Creating a Session

Central part of the communication is a Session object. A session is used to track the communication with the ACME server.

The first step is to create a Session instance. The Session constructor expects the URI of the ACME server’s directory service, as it is documented by the CA. For example, this is how to connect to the Let’s Encrypt staging server:

Session session
    = new Session("https://acme-staging-v02.api.letsencrypt.org/directory");

However, such an URI is hard to remember and might even change in the future. For this reason, special ACME URIs should be preferred:

Session session = new Session("acme://letsencrypt.org/staging");

Instead of a generic provider, this call uses a special Let’s Encrypt provider.

Metadata

Some CAs provide metadata related to their ACME server:

Metadata meta = session.getMetadata();
URI tos = meta.getTermsOfService();
URL website = meta.getWebsite();

meta is never null, even if the server did not provide any metadata. All of the Metadata getters are optional though, and may return null if the respective information was not provided by the server.

Locale

Session.setLocale() allows to select a different locale. Errors will be returned in that language, if supported by the CA.
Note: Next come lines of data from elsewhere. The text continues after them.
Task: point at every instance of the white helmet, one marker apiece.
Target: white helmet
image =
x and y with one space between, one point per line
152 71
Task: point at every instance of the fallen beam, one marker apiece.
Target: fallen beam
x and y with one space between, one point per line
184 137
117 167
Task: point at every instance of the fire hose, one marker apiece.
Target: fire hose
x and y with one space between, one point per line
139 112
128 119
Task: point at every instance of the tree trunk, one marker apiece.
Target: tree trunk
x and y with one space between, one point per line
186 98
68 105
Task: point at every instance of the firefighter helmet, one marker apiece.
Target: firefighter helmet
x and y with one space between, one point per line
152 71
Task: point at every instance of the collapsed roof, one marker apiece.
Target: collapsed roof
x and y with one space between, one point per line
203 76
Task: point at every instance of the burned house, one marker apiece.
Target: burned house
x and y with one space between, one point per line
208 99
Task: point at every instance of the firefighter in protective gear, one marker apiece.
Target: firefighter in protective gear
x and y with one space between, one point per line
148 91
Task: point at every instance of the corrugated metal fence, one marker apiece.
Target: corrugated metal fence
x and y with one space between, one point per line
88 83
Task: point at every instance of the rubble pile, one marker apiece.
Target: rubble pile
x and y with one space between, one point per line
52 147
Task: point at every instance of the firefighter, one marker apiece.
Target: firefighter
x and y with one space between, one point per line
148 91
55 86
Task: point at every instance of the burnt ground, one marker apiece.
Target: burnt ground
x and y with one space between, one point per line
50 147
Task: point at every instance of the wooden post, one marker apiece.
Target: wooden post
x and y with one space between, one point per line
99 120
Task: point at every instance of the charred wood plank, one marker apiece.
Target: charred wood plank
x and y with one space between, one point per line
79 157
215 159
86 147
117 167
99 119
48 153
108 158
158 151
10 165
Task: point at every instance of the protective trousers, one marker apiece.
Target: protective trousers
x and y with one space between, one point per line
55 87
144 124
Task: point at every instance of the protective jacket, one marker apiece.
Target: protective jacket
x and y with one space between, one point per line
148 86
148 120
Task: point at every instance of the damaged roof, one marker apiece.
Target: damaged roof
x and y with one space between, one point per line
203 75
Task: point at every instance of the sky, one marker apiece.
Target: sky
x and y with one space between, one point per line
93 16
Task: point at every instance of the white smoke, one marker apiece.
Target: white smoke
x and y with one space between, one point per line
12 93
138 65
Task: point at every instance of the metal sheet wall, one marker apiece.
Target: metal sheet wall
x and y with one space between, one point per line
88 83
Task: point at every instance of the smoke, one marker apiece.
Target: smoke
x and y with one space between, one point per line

By default, the system’s default locale is used.

Proxy

acme4j uses a standard HttpURLConnection for HTTP connections.

If a proxy must be used for internet connections, you can set a Proxy instance by invoking Session.setProxy(). An alternative is to use the system properties https.proxyHost and https.proxyPort to globally set a proxy for the Java process.

If the proxy needs authentication, you need to set a default Authenticator. Be careful: Most code snippets I have found in the internet will send out the proxy credentials to anyone who is asking. See this blog article for a good way to implement a proxy Authenticator.